You need to go back to the way we defined impulse functions as limits of ordinary functions. Remember when we had a pulse of amplitude A that started at t=-1/(2A) and ended at +1/(2A). The area of this pulse is one, of course. Then, we took the limit as A goes to infinity. So, think of t=0- as t=-1/(2A) in the limit as A goes to infinity and think of t=0+ as t=+1/(2A) in the limit as A goes to infinity.

I'll stress again that 0- and 0+ should be thought of as "instructions" more so than actual numbers. They both represent the number zero, but added to that is the instruction to include the information about the weird behavior at t=0 (i.e. 0-) or to exclude the information about the weird behavior at t=0 (i.e. t=0+).

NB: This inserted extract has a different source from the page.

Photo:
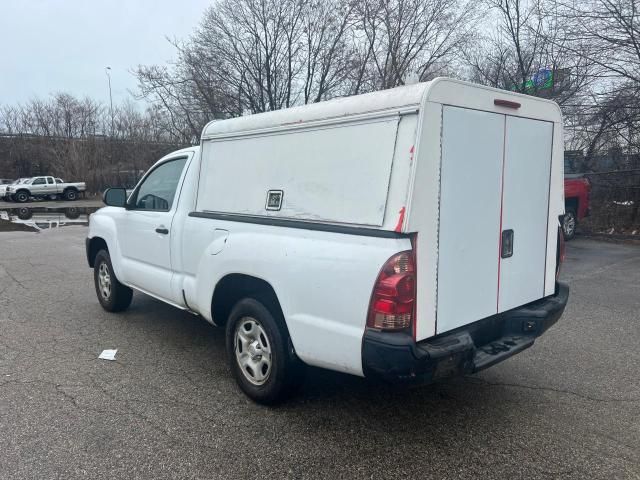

The term "instruction" is appropriate if you remember how we do integration with impulses. We don't actually manually integrate impulses as we might ordinary functions. What we do is remember the property (or really the definition) of the impulse when integrated. If you integrate the impulse alone its area is one, but if you integrate it with another function, it extracts the value of the function at t=0 (i.e. the sifting property).

 

[MrAl]

Hello again,


I think that's a pretty good explanation. I'll add a little to that.


The 0+ symbol is meant to show the place just to the right of zero. 0- is meant to show the place just to the left of zero. It means an infinitesimally close distance away from zero, but not zero.

Note also that these symbols 0+ and 0- seem to indicate something relative to zero, but not zero itself. This suggests (in a way) movement, and so these can be interpreted as:
0+ is the value as we approach zero from the right, and
0- is the value as we approach zero from the left.

For a quick example, say we have the function:
y(t)=x(t), {x>0}

which is just a ramp that starts from 0+ and goes to infinity. Note we cant really state that it goes from 0 to infinity, because 0 itself is excluded in the definition of the function, but because for every tiny increment away from zero to the right we do have x(t), so we want to be able to state that without directly stating that it is zero.

This really shows up when we want to find the value of the derivative at zero. What is the derivative of y(t) at x=0?
Well, x=0 is not defined, but since x=0+ is defined we can use that to help us. Since the derivative is 1 at x(0+) we have our initial value of the derivative at t=0+. Knowing what the derivative is just to the right of zero helps us solve many many problems even though the function is not defined at t=0. We just can not say it is so at t=0 because y(t) is not defined there.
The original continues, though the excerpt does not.